Although conventional live media streaming is useful, there exist a number of shortcomings. Currently, methods for live stream delivery have substantial bandwidth requirements. When bandwidth nears or reaches capacity it is common for data to be discarded. This often causes the information received to be of poor quality.
Various techniques for dealing with such problems have been proposed. For example, Zhang et al., “Efficient Selective Frame Discard Algorithms for Stored Video Delivery Across Resource Constrained Networks,” Proceedings of the IEEE INFOCOM Conference, Vol. 2, pp. 472-479, 1999, discloses an optimal frame discard scheme, which minimizes the number of frames to be skipped, for given bandwidth and buffer size. However, this scheme simply discards frames and does not provide any way to replace them.
McCanne et al., “Low-complexity Video Coding for Receiver-driven Layered Multicast,” IEEE Journal on Selected Areas in Communication, 15(6); 983-1001, August 1997, discloses a transport protocol based on RTP (Real Time Protocol), in which clients can subscribe to different layers (each one increasing the quality, but also the rate).
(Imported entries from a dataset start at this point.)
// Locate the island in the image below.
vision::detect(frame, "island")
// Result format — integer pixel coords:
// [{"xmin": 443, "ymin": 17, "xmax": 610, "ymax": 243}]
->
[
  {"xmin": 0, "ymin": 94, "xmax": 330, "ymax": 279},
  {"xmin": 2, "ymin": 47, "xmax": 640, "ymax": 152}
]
The video layers are sent over different multicast groups, and the receiver decides to which groups it wants to subscribe, based on its available bandwidth. However, this scheme can rapidly result in bandwidth overflow at the server and is overly complex and costly to implement.
Other methods include transcoding within intermediate nodes to adapt the stream to the downstream available bandwidth, but such methods pose high computational requirements.